Three Common Flat Roofing Drain Systems

Wed, Aug 20, 2014 @ 02:35 PM | Exterior Pro Roofing

Since flat roofs cannot shed water like a sloped roof, there are three different types of drain systems that are used to drain the water off the rooftop. They are gutters, drains, and scuppers. For each type of draining system there are pros and cons, how well it works is dependent upon your flat roof; what roofing system you have, any parapet walls, lots of trees and so on. Regardless of what type of draining system you have, it still needs to be maintained by keeping it clear of debris because any small amount of debris can cause a blockage for the water to exit the roof. Here are the three common drain systems for flat roofs.

Gutters on flat roof


Many flat roofs still use the gutters. Because the roof is flat there needs to be some kind of lean to direct the water to the gutters. Most of the flat roofs with gutters are not surrounded in all directions by parapet walls so the gutters are be installed where there is no wall and normally are bigger than the traditional 5” and 6” gutters on sloped buildings. If there are gutters on a flat roof they still need maintenance and care. Depending on the material that the gutters are, major neglect can cause rust, erosion and gutters can begin to rot. In order for them to work properly they need to be clear of debris. If they are not maintained they can get to the condition you see in the photos where the water just ends up sitting in the gutters and not draining down the downspouts.

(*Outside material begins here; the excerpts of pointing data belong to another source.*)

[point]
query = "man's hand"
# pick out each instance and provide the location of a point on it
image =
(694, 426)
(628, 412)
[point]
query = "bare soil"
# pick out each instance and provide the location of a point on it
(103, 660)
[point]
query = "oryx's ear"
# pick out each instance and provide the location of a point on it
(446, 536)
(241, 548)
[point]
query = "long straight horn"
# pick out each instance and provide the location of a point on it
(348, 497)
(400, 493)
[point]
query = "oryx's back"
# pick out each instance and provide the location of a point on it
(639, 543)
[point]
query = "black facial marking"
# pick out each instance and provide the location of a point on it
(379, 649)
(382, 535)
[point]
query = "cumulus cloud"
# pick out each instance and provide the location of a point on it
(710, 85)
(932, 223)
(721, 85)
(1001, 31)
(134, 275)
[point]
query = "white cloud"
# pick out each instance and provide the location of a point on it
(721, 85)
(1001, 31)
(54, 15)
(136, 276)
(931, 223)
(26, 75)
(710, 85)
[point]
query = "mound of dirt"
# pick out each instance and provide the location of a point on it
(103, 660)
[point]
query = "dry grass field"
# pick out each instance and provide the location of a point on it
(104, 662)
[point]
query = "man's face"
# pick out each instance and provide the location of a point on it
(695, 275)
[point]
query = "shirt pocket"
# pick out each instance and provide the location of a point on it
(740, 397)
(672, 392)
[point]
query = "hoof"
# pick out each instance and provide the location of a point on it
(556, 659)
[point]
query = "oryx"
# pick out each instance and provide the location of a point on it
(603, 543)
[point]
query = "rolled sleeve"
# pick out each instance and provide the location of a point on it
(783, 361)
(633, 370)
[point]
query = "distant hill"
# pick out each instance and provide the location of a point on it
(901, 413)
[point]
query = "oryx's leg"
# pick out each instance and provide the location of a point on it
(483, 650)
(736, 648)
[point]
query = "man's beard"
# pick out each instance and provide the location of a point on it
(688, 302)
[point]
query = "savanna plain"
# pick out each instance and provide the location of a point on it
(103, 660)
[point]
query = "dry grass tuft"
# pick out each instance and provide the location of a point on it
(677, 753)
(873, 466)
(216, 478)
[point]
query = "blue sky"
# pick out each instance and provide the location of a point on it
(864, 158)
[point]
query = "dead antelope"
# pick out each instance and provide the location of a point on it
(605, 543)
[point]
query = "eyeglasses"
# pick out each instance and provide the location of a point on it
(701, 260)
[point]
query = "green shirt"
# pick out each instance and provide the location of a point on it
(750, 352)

Scuppers are similar to gutters except you don’t have the gutters but you have downspouts. Scuppers are common for flat roofs that have parapet walls. Many older buildings will have scuppers instead of the drain pipes. The way scuppers are is there will be an opening through the wall on the roof in a square or rectangle normally. These are on the very bottom of the wall so that water will flow into them; the water flows into the opening and into the downspouts going down the side of the building. These also need to be kept free of debris or anything blocking the opening in the wall. Bigger downspouts can be used to help keep from blockage if the building is surrounded by a lot of trees.

BUR DrainsDrains

The last type of system used is the drain pipes that are actually under the roof and in walls. Instead of water traveling into a downspout on the side of the building the pipes are under the roof and run down walls to the ground. There are strains that are installed onto of the hole to help keep debris out but any little bit of debris can cause a blockage for the water and the roof will have ponding water issues. For large size of commercial flat roofs, the drains are common to help drain water away from the building. If a blockage does happen a professional has to be called to fix the problem and this can be a more costly repair than scuppers or gutters.